5. Valuing the opinions of others over self
Everybody wants the validation of the next person but do we really need it. Like really think about it… do these opinions affect your life in any way possible that we have to place such high value on it?
Everyone won’t see or understand what your doing in life so you can’t expect everyone to always be on the cheering squad.
Besides, I believe that people’s opinions of you really have nothing to do with you. For me I think it’s more of how they’re seeing themselves and they’re emitting it through you.
Misery loves company is a true saying and everyone wants someone they can share with; whether it’s good or bad. It’s up to us individually to decide what we will allow to penetrate our beings or otherwise just roll off our backs like water.
6. Clutter
This may not seem like a big deal but clutter affects everything.

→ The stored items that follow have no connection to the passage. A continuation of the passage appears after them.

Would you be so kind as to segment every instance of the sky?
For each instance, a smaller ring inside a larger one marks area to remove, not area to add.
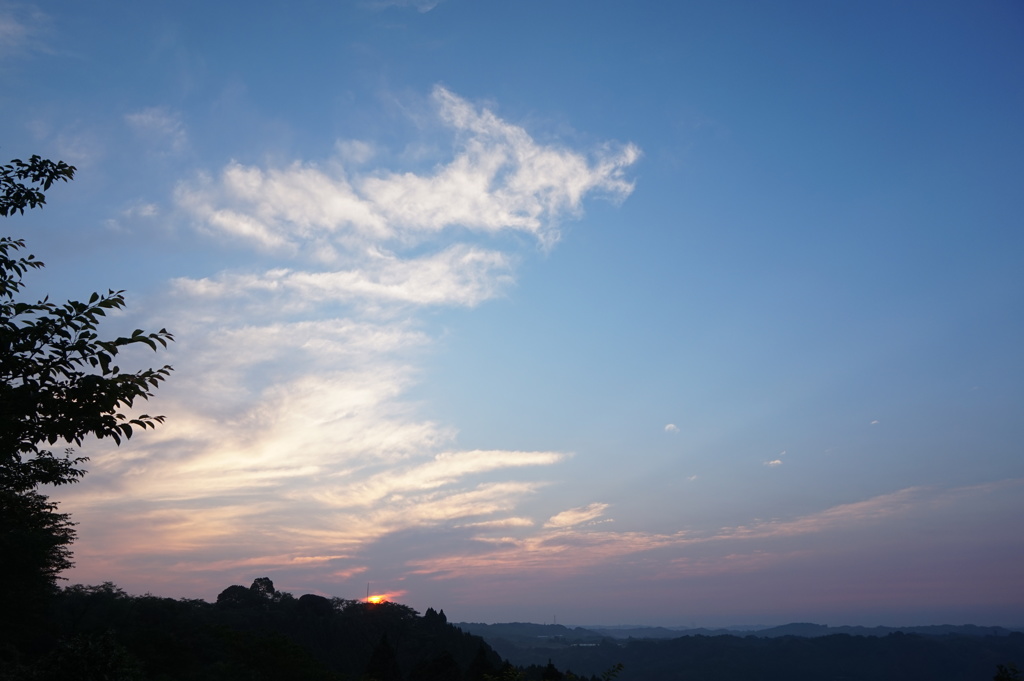
[[[1024,5],[0,0],[26,297],[166,327],[71,583],[1024,625]]]

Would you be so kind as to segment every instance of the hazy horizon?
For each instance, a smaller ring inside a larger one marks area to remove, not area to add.
[[[0,0],[26,297],[177,339],[66,576],[1020,625],[1022,8]]]
[[[872,629],[875,627],[885,628],[904,628],[904,627],[928,627],[928,626],[977,626],[977,627],[1001,627],[1003,629],[1009,629],[1012,631],[1024,631],[1024,625],[1018,626],[1006,626],[1002,624],[981,624],[977,622],[943,622],[942,624],[828,624],[823,622],[813,622],[810,620],[794,620],[792,622],[778,622],[776,624],[740,624],[732,623],[726,625],[704,625],[699,622],[696,624],[610,624],[610,623],[595,623],[595,624],[576,624],[576,623],[562,623],[562,622],[471,622],[466,620],[451,620],[453,624],[539,624],[541,626],[563,626],[567,629],[670,629],[679,631],[690,631],[694,629],[711,629],[711,630],[730,630],[730,631],[760,631],[764,629],[774,629],[777,627],[784,627],[790,624],[814,624],[828,627],[830,629],[838,629],[842,627],[864,627],[866,629]]]

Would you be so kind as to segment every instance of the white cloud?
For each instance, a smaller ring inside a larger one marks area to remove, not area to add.
[[[120,219],[109,219],[106,221],[107,227],[117,232],[128,232],[128,227],[124,224],[137,222],[140,219],[154,218],[160,213],[160,208],[155,203],[146,203],[142,201],[136,201],[130,204],[127,208],[121,210]],[[122,222],[124,221],[124,222]]]
[[[781,466],[782,465],[782,459],[772,459],[771,461],[765,461],[764,465],[765,466],[772,466],[772,467],[774,467],[774,466]]]
[[[377,153],[372,144],[363,140],[338,140],[334,143],[334,148],[342,163],[353,165],[367,163]]]
[[[121,211],[121,215],[126,218],[151,218],[155,217],[160,212],[160,208],[155,203],[138,202],[134,203],[128,208]]]
[[[495,520],[484,520],[479,523],[466,523],[460,527],[472,527],[477,529],[506,529],[510,527],[533,527],[534,523],[529,518],[511,517],[497,518]]]
[[[0,5],[0,57],[24,57],[33,52],[48,51],[41,39],[48,23],[49,17],[31,5]]]
[[[370,9],[382,10],[388,7],[412,7],[421,14],[429,12],[444,0],[367,0]]]
[[[556,515],[551,516],[544,527],[573,527],[576,525],[582,525],[583,523],[591,522],[600,518],[604,515],[605,510],[608,508],[608,504],[594,503],[588,506],[580,506],[578,508],[570,508],[567,511],[562,511]]]
[[[124,119],[137,133],[172,153],[180,153],[188,145],[181,115],[165,107],[142,109],[125,114]]]
[[[421,316],[501,295],[521,256],[489,237],[553,243],[586,196],[629,194],[623,171],[639,152],[541,145],[443,88],[434,102],[456,144],[426,174],[354,172],[377,155],[350,140],[323,165],[230,163],[178,185],[198,234],[270,264],[174,279],[153,306],[178,338],[152,405],[168,419],[130,449],[90,452],[91,484],[67,496],[92,533],[80,571],[115,555],[151,570],[157,555],[179,575],[301,564],[351,576],[370,547],[414,528],[539,531],[521,507],[547,484],[536,471],[569,454],[462,450],[453,427],[424,418],[407,397],[432,341]],[[126,120],[169,148],[187,143],[166,109]],[[546,527],[571,533],[606,508]]]
[[[677,426],[674,423],[669,423],[668,425],[665,426],[665,432],[666,433],[678,433],[679,432],[679,426]]]
[[[377,473],[356,484],[337,488],[331,494],[336,496],[336,503],[369,505],[395,495],[436,490],[472,475],[524,466],[549,466],[564,458],[561,452],[445,452],[408,468]]]
[[[289,300],[307,307],[325,302],[472,307],[512,281],[511,261],[506,255],[465,244],[405,260],[377,250],[362,255],[350,269],[222,273],[216,278],[177,279],[174,286],[199,298],[239,300],[254,296],[263,302]]]
[[[633,190],[623,174],[640,156],[633,145],[588,159],[537,144],[523,128],[442,87],[433,101],[459,142],[455,157],[431,174],[350,177],[340,163],[266,171],[235,163],[217,180],[181,185],[179,204],[202,229],[297,254],[325,244],[342,251],[415,244],[449,228],[523,231],[550,245],[559,221],[578,216],[587,194],[623,199]]]
[[[264,171],[232,163],[219,181],[200,176],[182,184],[177,198],[200,229],[264,250],[286,247],[288,254],[324,240],[365,248],[394,234],[343,173],[332,176],[312,164]]]
[[[53,144],[58,158],[78,166],[79,169],[95,165],[106,154],[106,146],[95,132],[83,130],[78,124],[72,124],[57,133]]]
[[[13,52],[23,45],[28,34],[28,27],[16,17],[6,13],[0,15],[0,45],[4,46],[5,53]]]

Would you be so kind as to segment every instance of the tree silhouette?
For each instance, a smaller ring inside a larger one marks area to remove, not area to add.
[[[992,681],[1024,681],[1024,675],[1021,675],[1017,665],[1012,662],[1000,664],[996,666],[996,675],[992,677]]]
[[[44,205],[41,190],[74,174],[74,166],[38,156],[0,166],[0,215]],[[72,459],[67,448],[55,455],[47,445],[80,446],[88,435],[120,444],[135,428],[162,422],[162,416],[133,418],[122,410],[149,399],[171,367],[125,372],[113,362],[128,346],[156,350],[174,339],[166,329],[100,339],[97,327],[108,312],[124,307],[123,291],[93,293],[87,303],[16,300],[24,275],[43,267],[35,256],[19,254],[24,247],[23,240],[0,237],[0,485],[16,491],[67,484],[84,474],[87,459]]]
[[[366,665],[367,681],[402,681],[402,672],[398,668],[395,650],[388,642],[388,635],[381,637],[380,643],[373,649],[370,661]]]
[[[35,490],[0,486],[0,649],[25,650],[45,631],[47,602],[58,574],[72,565],[74,539],[74,523],[55,503]]]
[[[277,591],[274,590],[274,582],[270,577],[257,577],[249,586],[249,591],[260,598],[273,599],[277,595]]]
[[[100,340],[97,326],[124,307],[122,291],[93,293],[88,303],[16,301],[22,275],[43,266],[18,255],[24,245],[0,237],[0,484],[19,490],[84,475],[86,458],[70,458],[70,449],[60,457],[45,445],[81,445],[88,435],[120,444],[135,428],[162,422],[163,416],[131,418],[122,410],[149,399],[171,367],[123,372],[113,360],[126,346],[156,350],[173,340],[166,329]]]
[[[0,215],[7,217],[44,205],[46,195],[40,189],[49,189],[54,182],[67,182],[74,176],[74,166],[39,156],[32,156],[27,163],[16,158],[0,166]]]
[[[39,156],[0,166],[0,216],[45,205],[43,192],[74,174],[74,166]],[[114,359],[128,346],[157,350],[173,340],[166,329],[101,339],[98,325],[124,307],[123,291],[93,293],[88,302],[18,300],[23,277],[43,267],[24,248],[23,240],[0,237],[0,577],[14,594],[0,609],[0,639],[15,647],[32,638],[40,602],[72,565],[73,523],[38,488],[85,474],[88,459],[72,458],[71,446],[87,436],[120,444],[163,421],[124,412],[149,399],[171,367],[127,372]],[[58,443],[63,451],[55,454]]]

Think about how you feel when you walk into a room that’s filled with all kinds of ‘junk’ for lack of a better word versus when you enter a room with everything in order. It’s a completely different feeling and I’d venture to say extreme opposites.
For me I’ve realized that I need less stuff in my life because it simplifies everything. I have less decisions to make even if it’s related to something as simple as what I’m going to wear.

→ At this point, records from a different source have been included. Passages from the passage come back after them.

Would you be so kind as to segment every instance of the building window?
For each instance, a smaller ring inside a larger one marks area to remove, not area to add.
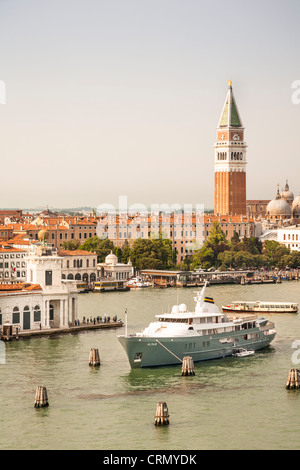
[[[18,307],[15,307],[13,309],[12,322],[13,323],[20,323],[20,311],[19,311]]]
[[[52,286],[52,271],[45,271],[45,284]]]
[[[33,321],[41,321],[41,309],[39,305],[36,305],[33,310]]]
[[[49,307],[49,320],[54,320],[54,307],[52,304],[50,304],[50,307]]]

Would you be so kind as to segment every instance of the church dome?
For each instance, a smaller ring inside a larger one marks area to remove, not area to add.
[[[289,203],[292,203],[294,200],[294,194],[292,191],[290,191],[288,182],[286,182],[284,189],[281,191],[281,197]]]
[[[288,202],[280,196],[278,190],[276,198],[267,205],[267,216],[273,218],[290,218],[291,215],[292,210]]]
[[[300,195],[297,196],[292,204],[293,217],[300,217]]]
[[[106,264],[117,264],[117,262],[118,262],[118,257],[114,255],[112,251],[105,258]]]

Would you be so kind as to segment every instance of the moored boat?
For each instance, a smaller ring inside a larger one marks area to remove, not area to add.
[[[247,356],[253,356],[253,354],[255,354],[254,349],[240,348],[240,349],[237,349],[233,353],[233,356],[235,356],[235,357],[247,357]]]
[[[144,289],[145,287],[151,287],[151,282],[143,281],[140,276],[133,277],[127,282],[127,286],[130,289]]]
[[[89,291],[89,286],[87,282],[78,282],[77,284],[77,291],[80,292],[88,292]]]
[[[229,305],[223,305],[222,310],[237,313],[297,313],[298,304],[295,302],[235,301]]]
[[[110,281],[101,280],[96,281],[94,284],[94,292],[108,292],[108,291],[125,291],[129,290],[129,287],[124,281]]]
[[[274,323],[257,316],[228,318],[220,312],[205,287],[194,297],[195,310],[174,305],[170,313],[156,315],[140,333],[118,336],[132,368],[180,364],[184,356],[194,362],[232,356],[236,348],[259,350],[275,338]]]

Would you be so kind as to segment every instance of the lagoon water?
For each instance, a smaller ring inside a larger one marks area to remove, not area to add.
[[[255,286],[211,286],[221,307],[234,300],[294,301],[300,281]],[[193,289],[152,288],[79,296],[79,318],[117,314],[128,333],[148,326],[154,315],[186,303]],[[124,328],[95,330],[5,344],[0,363],[0,449],[204,450],[299,449],[300,390],[286,390],[300,340],[300,313],[273,314],[271,346],[246,358],[131,370],[117,335]],[[100,368],[88,364],[98,348]],[[300,359],[300,353],[299,353]],[[47,388],[49,407],[34,408],[37,386]],[[170,425],[156,427],[165,401]]]

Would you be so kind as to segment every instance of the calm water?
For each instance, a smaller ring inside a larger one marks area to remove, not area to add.
[[[295,301],[300,281],[279,285],[215,286],[221,306],[233,300]],[[79,316],[124,320],[141,330],[175,303],[193,308],[192,289],[89,293]],[[255,356],[181,367],[131,370],[117,340],[124,328],[10,342],[0,365],[0,449],[299,449],[300,391],[287,391],[292,342],[300,340],[300,314],[274,314],[277,337]],[[101,366],[89,367],[91,348]],[[49,407],[34,408],[45,385]],[[170,425],[154,426],[156,404],[166,401]]]

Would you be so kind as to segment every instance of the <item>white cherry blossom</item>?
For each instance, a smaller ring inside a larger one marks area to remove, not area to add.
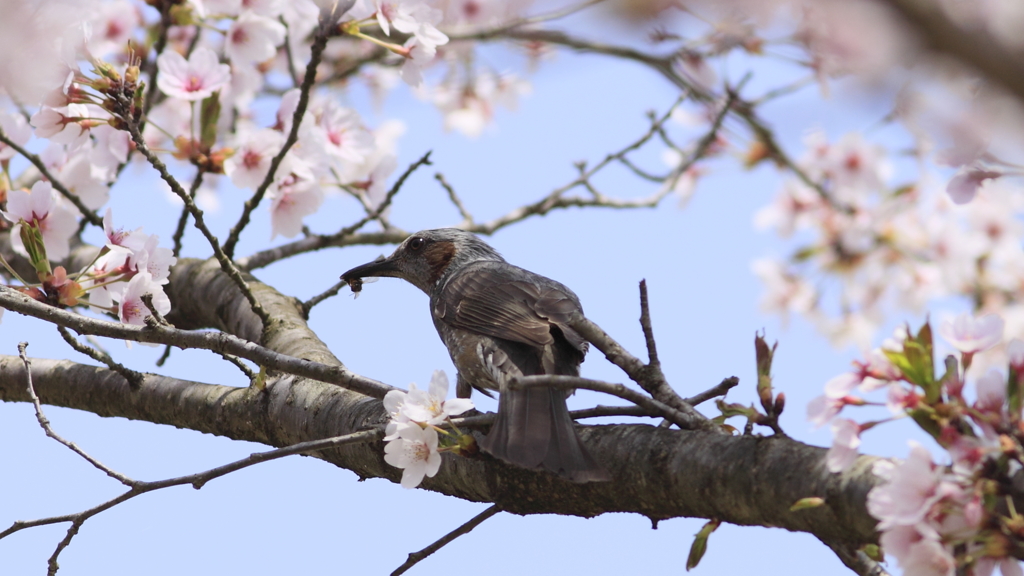
[[[228,29],[224,51],[235,63],[263,62],[277,53],[286,33],[280,22],[246,11]]]
[[[32,128],[20,114],[8,114],[0,110],[0,128],[3,128],[4,134],[18,146],[25,146],[32,138]],[[0,142],[0,161],[9,160],[15,154],[14,148]]]
[[[146,318],[153,315],[142,301],[146,294],[153,296],[153,307],[161,315],[171,311],[171,301],[164,294],[163,288],[153,281],[149,272],[139,272],[128,282],[121,303],[117,307],[117,316],[122,323],[139,326],[146,324]]]
[[[217,54],[206,47],[196,48],[188,60],[174,50],[165,50],[157,65],[157,86],[171,98],[202,100],[231,81],[231,67],[221,64]]]
[[[16,252],[28,256],[21,241],[21,224],[37,226],[43,237],[46,256],[60,261],[67,258],[71,250],[70,240],[78,229],[78,222],[71,210],[63,207],[57,199],[57,192],[46,181],[40,180],[30,192],[12,190],[7,193],[7,211],[0,212],[14,224],[11,229],[11,246]]]
[[[860,426],[853,420],[836,418],[832,421],[832,446],[825,455],[829,472],[842,472],[857,460],[860,432]]]
[[[284,145],[284,135],[276,130],[246,134],[235,154],[224,162],[224,173],[239,188],[256,189],[267,176],[270,163]]]
[[[423,477],[433,477],[441,468],[437,431],[432,427],[407,426],[384,446],[384,461],[402,468],[402,488],[415,488]]]
[[[995,346],[1003,339],[1003,319],[997,314],[981,318],[963,312],[953,321],[939,325],[939,334],[965,354],[974,354]]]

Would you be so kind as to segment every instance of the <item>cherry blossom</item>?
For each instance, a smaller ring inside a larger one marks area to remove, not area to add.
[[[259,130],[242,137],[235,154],[224,162],[224,173],[239,188],[256,189],[266,178],[270,163],[284,145],[276,130]]]
[[[228,29],[224,51],[232,62],[262,62],[269,60],[284,43],[287,31],[280,22],[243,12]]]
[[[976,167],[962,169],[949,181],[946,193],[956,204],[967,204],[977,196],[986,180],[999,178],[1002,172],[984,170]]]
[[[25,143],[32,137],[32,128],[19,114],[8,114],[0,110],[0,128],[18,146],[25,146]],[[9,160],[15,154],[14,148],[0,142],[0,161]]]
[[[942,471],[932,463],[928,450],[916,442],[910,442],[910,456],[905,461],[896,466],[876,464],[875,474],[887,482],[868,492],[867,505],[882,531],[921,522],[944,495],[940,490]]]
[[[221,64],[206,47],[196,48],[188,60],[174,50],[165,50],[157,65],[157,86],[171,98],[202,100],[231,81],[231,67]]]
[[[975,318],[967,312],[939,325],[939,334],[964,354],[974,354],[995,346],[1003,339],[1003,319],[997,314]]]
[[[437,431],[433,427],[407,426],[398,437],[384,446],[384,461],[402,468],[402,488],[415,488],[423,477],[433,477],[441,469],[437,451]]]
[[[57,192],[49,182],[36,182],[30,192],[8,192],[7,211],[0,213],[15,225],[11,230],[11,245],[19,254],[28,256],[20,232],[21,226],[28,225],[39,228],[47,258],[52,261],[67,258],[71,250],[70,240],[78,229],[78,222],[74,212],[58,202]]]
[[[68,104],[59,108],[43,106],[32,115],[29,123],[39,138],[49,138],[58,144],[80,145],[88,135],[81,120],[88,117],[84,104]]]
[[[411,34],[420,44],[437,47],[448,43],[448,36],[435,25],[441,21],[441,11],[420,0],[374,0],[377,22],[384,34],[391,35],[391,27],[403,34]]]
[[[447,400],[447,396],[448,375],[443,370],[435,370],[428,390],[409,390],[402,412],[414,422],[440,424],[450,416],[473,408],[473,402],[468,398]]]
[[[323,201],[323,190],[316,183],[294,174],[287,176],[271,193],[270,238],[297,236],[302,232],[302,220],[319,210]]]
[[[142,228],[131,231],[114,228],[114,214],[110,208],[103,214],[103,233],[107,237],[107,248],[114,252],[130,254],[142,249],[146,244],[146,235],[142,233]]]
[[[116,0],[98,3],[94,10],[95,16],[90,22],[89,51],[103,57],[124,50],[141,23],[138,9],[130,2]]]
[[[830,472],[842,472],[857,460],[861,427],[847,418],[832,421],[832,447],[825,455]]]
[[[121,297],[121,303],[117,307],[117,316],[124,324],[135,324],[144,326],[146,318],[153,315],[142,297],[150,294],[153,297],[153,307],[161,315],[171,311],[171,301],[164,294],[163,288],[153,282],[149,272],[139,272],[129,282]]]

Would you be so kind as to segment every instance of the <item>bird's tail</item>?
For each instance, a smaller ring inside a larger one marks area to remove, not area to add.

Especially being postpartum and having a tinge of postpartum depression, I realized that this one really contributed to my anxiety levels. Some days I just wanted to throw ‘stuff’ out and I would do just that, feeling a lot lighter after.
7. Saying Yes Just because
This is a bad habit of mine and most of the time I do it, it’s really to appease others or avoid disappointing people. 2020 helped me get over that though and so I’m leaving it behind. I’ve come to the realization that it’s ok to say no and leave it there without feeling the need to explain my motives. Yea people may be a little upset about it at first but eventually they get over it and you’ll feel better. I’ve found that when I commit to doing things that I have no interest in I drag my feet and delay, delay, delay until I can’t anymore. So going forward I’m saving myself of my own theatrics and hysterics and actually taking my feelings into account.
Now I’m not saying there aren’t things I won’t do because they’re obligations; but rest assured all the extras don’t have to worry.
8. Comparison
Someone had it right when they say ‘comparison is the thief of joy’! All it does is cause us to create an environment around ourselves where we self loathe and shame. We get so caught up with looking at others and what they’re doing and we forget everyone’s on their own journey and time.
We all have our assigned destinies and appointments but it’s so easy to see where we are and become disappointed because of the ‘milestones’ that we haven’t hit.
After about three months postpartum, I was looking at myself in the mirror wondering how come I didn’t lost the weight this time as quickly as I did with the first one and I would continually go on the scale hoping that I could just ‘snap back’ like so many do.
But then I realized that it’s really ok and I’m doing myself an injustice. It took nine months for the baby to grow so is it really necessary for me to stress myself about losing the weight? Let’s just say I’ve taken the batteries out the scale and I’m now just focusing on just trying to be a healthy mom with an amazing mom bod!
So that’s it for me!
Are you changing anything this year? Or will you continue to be the imperfectly perfectly amazing individual that you are?